Non-obviousness: Watson failed to prove obviousness because "the cited prior art references neither set forth the limitations required by the asserted claims, nor provided any reason or motivation to combine those teachings to derive the claimed formulations with specific dissolution profiles." Slip. op. at 10. Moreover, FDA's granting of "fast track" status to Ferring's embodying product "demonstrated that there was a long-felt and unmet need for a treatment for menorrhagia that avoided adverse events." Id. at 11.

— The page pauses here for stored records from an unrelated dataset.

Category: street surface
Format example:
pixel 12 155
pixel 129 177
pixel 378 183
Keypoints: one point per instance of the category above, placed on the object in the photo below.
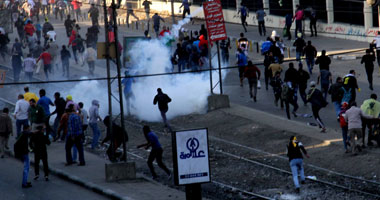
pixel 56 188
pixel 241 127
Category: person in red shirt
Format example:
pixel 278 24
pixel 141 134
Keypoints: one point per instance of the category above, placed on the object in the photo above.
pixel 29 29
pixel 76 5
pixel 46 58
pixel 164 30
pixel 252 73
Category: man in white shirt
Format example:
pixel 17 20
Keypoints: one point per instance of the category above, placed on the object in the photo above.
pixel 376 41
pixel 21 113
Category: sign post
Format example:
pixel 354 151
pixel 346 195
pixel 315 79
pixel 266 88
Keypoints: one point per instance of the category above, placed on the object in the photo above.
pixel 216 30
pixel 191 161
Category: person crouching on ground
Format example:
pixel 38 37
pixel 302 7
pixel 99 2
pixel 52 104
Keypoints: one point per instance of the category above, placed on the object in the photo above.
pixel 296 160
pixel 156 153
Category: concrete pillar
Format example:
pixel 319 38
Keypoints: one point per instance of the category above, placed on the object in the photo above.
pixel 295 3
pixel 330 11
pixel 368 20
pixel 266 6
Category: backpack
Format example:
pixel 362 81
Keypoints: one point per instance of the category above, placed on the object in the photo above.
pixel 342 121
pixel 285 92
pixel 74 125
pixel 265 47
pixel 346 95
pixel 243 11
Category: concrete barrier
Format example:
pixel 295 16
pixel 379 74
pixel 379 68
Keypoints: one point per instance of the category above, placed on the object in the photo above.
pixel 120 171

Non-infringement: The claims required a product that dissolves at particular rates, and the district court found infringement because Watson's ANDA was silent on the dissolution rate, even though Watson's data on batches of its product and expert testing on samples produced during discovery did not have those rates. The Federal Circuit reversed because, where the ANDA is silent on infringement, it is proper to consider that other evidence. Although "the ANDA itself dominates the infringement analysis," and "[i]n some cases, the ANDA specification directly resolves the infringement question because it defines a proposed generic product in a manner that either meets the limitations of an asserted patent claim or is outside the scope of such as claim," as in Sunovion and Bayer, in other cases, the ANDA does not resolve infringement and "we have endorsed the district court's reference to relevant evidence, including biobatch data and actual samples," as in Glaxo. Slip op. at 13-14. Here, the ANDA's "silence does not answer the question of infringement." Id. at 14. Moreover, dissolution data on the "uncoated cores" of Watson's product was irrelevant because infringement had to be based on the final, coated tablet as sold. Likewise, data showing four sample tables out of hundreds was insufficient to show infringement where Watson's expert testified "these outliers were not representative of Watson's ANDA product." Id. at 15. Finally, Ferring did not show that Watson's product met another claim limitation since "just because a certain material can modify [something], does not necessary mean that it actually does." Id. at 17 (emphasis in original). Testing was required, and no such evidence was presented.